El relato se desarrolla con aspecto de obra de teatro. Los escenarios cambian como si fueran atrezo, los actores interpretan varios personajes y el puesto de narrador va pasando de mano en mano. Este cascarón no sólo es producto del gusto del director, que tantas veces ha confesado su amor por el teatro, sino que le confiere un aspecto familiar y cercano a la historia, haciéndonos sentir como niños a los que les están contando un cuento.

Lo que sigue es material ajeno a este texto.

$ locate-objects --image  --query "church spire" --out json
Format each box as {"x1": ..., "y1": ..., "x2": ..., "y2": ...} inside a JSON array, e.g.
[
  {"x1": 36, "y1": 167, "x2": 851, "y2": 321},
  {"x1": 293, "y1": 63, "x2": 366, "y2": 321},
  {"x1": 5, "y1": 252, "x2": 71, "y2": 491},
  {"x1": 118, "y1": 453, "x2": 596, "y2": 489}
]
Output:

Bajo esta metodología los personajes ganan bastantes más dimensiones y matices de los que aportaría un narrador estático, insuflando fabulosidad al guión y sumergiendo nuestro curiosidad en los poderes yogui con la misma fuerza que arrastra al propio Henry. Todo ello impulsado con la fuerza de los espacios que están construidos, movidos y decorados al mílimetro de cada personaje y de cada situación que atraviesa la historia, apelando a nuestra imaginación como harían las páginas del propio libro.

La elección de hacer un cortometraje es completamente acertada. La duración acompaña a los elementos anteriores para darle a la película la sencillez necesaria para contar este tipo de historias, así se profundiza en lo verdaderamente importante del guion, que es mostrar a los propósitos como aquello que dota de sentido a la vida. Esta idea sale a relucir en cada una de las personas que componen el relato: Imdad Khan buscando a un yogui para descubrir la verdadera magia, el propio yogui dedicando su vida a la meditación o los médicos corriendo desesperados para estudiar al artista de circo y aplicar sus poderes a la medicina.

Poner nuestra concentración en lo importante

Pero ninguna meta se alcanza sin trabajo duro, y esto lo sabe Roald Dahl, que somete al burgués a un exhaustivo entrenamiento de concentración. Mediante la disciplina y la magia, el señor Sugar experimenta la satisfacción de la meta alcanzada y, por primera vez, lo repulsiva que resulta la vida que tiene (única forma de hacerlo sin pasar por Marx). Sin los pilares que alimentaban su vida, se ve condenado al hastío permanente y sú única salida es darse a los demás; el policía convierte en palabras lo que el alma del adinerado personaje necesita, consumándose el cambio del presumido despilfarrador a beato altruista.

La película es la gran prueba de que el estilo de Wes Anderson es un arma de doble filo. A diferencia de Asteroid City, en La maravillosa historia de Henry Sugar sí se puede ver cómo los elementos fílmicos se entretejen con la forma de contar la historia, pero a veces se peca de exceso y la narración pasa de ser dinámica a excesivamente rápida o, si se quiere, recargada. Los elementos teatrales a veces pueden ser vacíos, rompiendo la atmósfera mágica de la historia en pos de una esteticidad innecesaria, de tal manera que la impresionante historia de Imdad Khan queda interrumpida por técnicos de escena. Todo esto hace que ciertas partes puedan resultar pesadas y que uno tenga la sensación de que cuando ve una película del director estadounidense está viendo lo mismo una y otra vez. En el cómputo global la sensación acaba siendo positiva, pues acabamos disfrutando de un relato de aventuras que hace viajar a la mente a lugares extraordinarios y soñar con poderes inalcanzables, sin que lo fantástico enturbie los códigos de conducta que se transmiten o se critican. Esto es al fin y al cabo el cine de Wes Anderson: volver a despertar las ilusiones infantiles a través del encuadre perfecto o del más extravagante de los decorados.